On the flip side is "the better care".. and generally no.. they don't provide better care. Being in a bigger group doesn't make you a better provider. It doesn't make you better at differential diagnosis.

It tends to make it appear that you provide better care. One is from overutilization that occurs.. so patients perceive better care. And because problems can be solved "in house".

so the patient that crashes in an outpatient surgery center or a small hospital during a total knee surgery gets sent to the regional center for advanced care. And they say "they (the smaller hospital) almost killed me.

Meanwhile.. in the regional center.. the same thing happens in a total knee surgery.. but they can take care of it right there and the patient says " they (the regional center) saved my life.".

The second caveat is that a larger care organization can manipulate the numbers because it controls patient flow.

Back in the day.. A hospital would admit a person in the hospital and keep them until they were better. Longer in the hospital and more money it made.

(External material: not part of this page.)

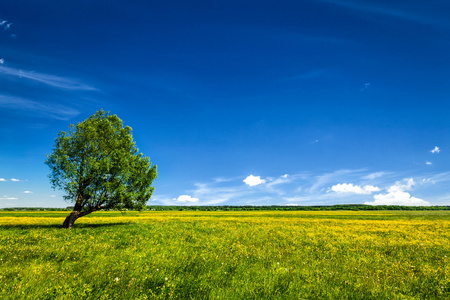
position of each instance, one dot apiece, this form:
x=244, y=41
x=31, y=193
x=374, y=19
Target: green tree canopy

then their was the DRG system... so hospitals eventually pushed patients from the hospital, under the DRG to a swing bed or their own snf.. after three over nights. And they pushed costs out of the DRG.. and into the SNF. So an MRI the patient needed was ordered when they were in SNF. Or swing bed. Expensive medications, treatments.. ordered when in swing bed or sNF.

Then PPS for snf started. So hospitals ditch swing beds and snf or started cherry picking patients so uncomplicated rehab patients with little cost stayed in the hospital snf.. for the magical 20 days that medicare pays 100%.. and then dumped more costly patients on independent SNF's.

And now we have bundled payments... now hospitals send patients appropriate to rehab.. to assistive livings instead. and Pressure the home healths (especially if they own them) to not refer back to the hospital.

the whole point is that large provider networks have the ability to control patient flow to maximize their reimbursement and in some cases that causes increase in utilization or a decrease in needed services. The problem is rarely are their mechanisms in place that can catch this.